Recording apprentice Orlando Gomez gets in on the ground floor
Not only does learning as an apprentice give you access to other professionals in the industry, but as Recording Connection student Orlando Gomez found out, it can also get you in the door of a ground-floor opportunity with an up-and-coming studio.
When Orlando enrolled in the Recording Connection, his primary purpose was to get hired—so much so that from the moment he started his apprenticeship at Beacon Hill Recording Studio in El Paso, TX, he thought of it as a job.
“I didn’t see it so much as a school,” he says. “When I got into Beacon Hill, I just had to do my best to keep the work there… keep my job…It felt just like any job where you always have to learn something new.”
Beacon Hill, as it turns out, was a fairly new studio in the El Paso area, just trying to build its reputation—but the people working there were certainly not novices. The studio was staffed with engineers who had worked with major players like John Legend, Shakira, Sting and others. By apprenticing there, Orlando was definitely in good company—particularly with his mentor, Alfredo Gonzalez.
“I wanted to be both an engineer and producer,” says Orlando. “The good thing is that Alfredo himself is both of them as well… He specializes in music production and engineering, so it was a really good choice for me to get him as a mentor.”

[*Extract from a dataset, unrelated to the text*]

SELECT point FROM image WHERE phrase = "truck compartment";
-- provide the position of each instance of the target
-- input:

During his apprenticeship, not only did Orlando learn the ins and outs of engineering and producing, but he also got to help out with some session work with key like Latin Christian artists Evan Craft and Marcela Gandara. And because he was “in the door” at the beginning stages, he was there to participate in the landmark moment when Beacon Hill landed its first major label client—namely, hip-hop icon B.o.B.!
“When B.o.B came in, we were all pretty excited,” he says. “We’d only been open for a little more than a year, and B.o.B was our first big artist coming in….But once you are in the session, once you get focused on your work…you forget that you are working with famous people.”

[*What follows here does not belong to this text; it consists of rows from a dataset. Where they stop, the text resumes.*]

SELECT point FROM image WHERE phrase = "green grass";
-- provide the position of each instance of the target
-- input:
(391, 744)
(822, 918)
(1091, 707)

Orlando’s work ethic paid off as well. By treating his apprenticeship like a job, he literally worked his way into one. Today, he’s a full-time staff engineer at Beacon Hill, playing an integral role at a growing recording studio with a promising future.
“I love being at Beacon Hill…I love all the people there,” he says. “I just feel we have a good chance of being a really great production company.”